Shōnishin is the acupuncture treatment of common symptoms of infants and children such as colic, digestive disorders, general promotion of health etc. It was developed and popularized in Osaka from the Edo to the Meiji period.
At present Shōnishin is widely practiced by acupuncturists throughout Japan. From the Meiji period till World War II, in Osaka, there were many acupuncture clinics which treated more than 100 patients a day.
In historical Chinese acupuncture-moxibustion texts the treatment of children’s disease is mentioned, but the treatment points given for various symptoms do not differ from those for adult and female disease. This is not the Shōnishin which we are discussing here.

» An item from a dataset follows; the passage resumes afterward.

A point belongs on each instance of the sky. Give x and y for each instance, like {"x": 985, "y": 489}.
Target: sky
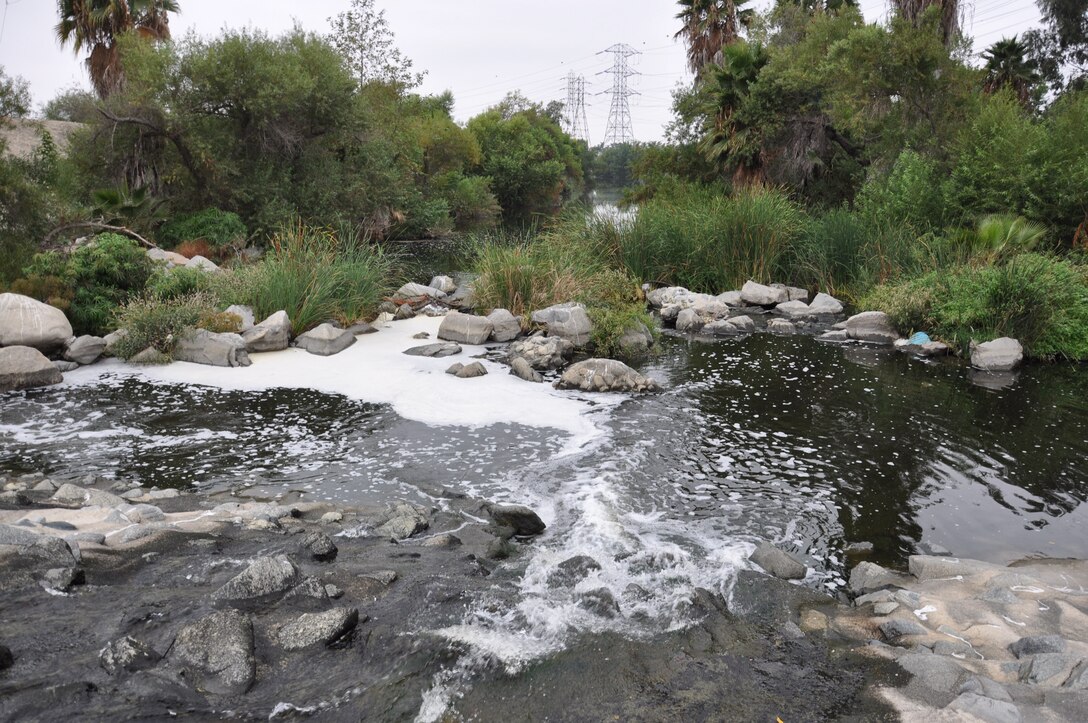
{"x": 479, "y": 49}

There was widely reported information by FUJII Shūji but these reports were not true. “From the Edo through the Meiji period a few famous families such as FUJII, ICHIKAWA (ICHIKAWA Acupuncture) OKAJIMA (Rabbit Acupuncture), monopolized Shōnishin.” “It has been commonly practiced since the Taishō era.” “It is touching needling. The stimulation is extremely light.”
Reports concerning Shōnishin have sporadically appeared since the 1760’s. Nakanomura Shōnishin is described in “Sesshu Hirano Ōezu” (“摂洲平野大絵図”), 1763. In “Shinkyu-soku” by SUGANUMA Shukei (“鍼灸則”), 1767, in the chapter of pediatrics, an article on colic (疳疾) says that, “Colic and small masses in the lumber regions of the abdomen (癖疾) are treated by blood-bleeding from BL-18, BL-17, BL-20, BL-21, GV-12 and EX-B7.” This treatment inevitably works. There is the most experienced doctor practicing this method in Sesshū Nakanomura. It is commonly called NAKANO’s one needle method.” (original written in Chinese)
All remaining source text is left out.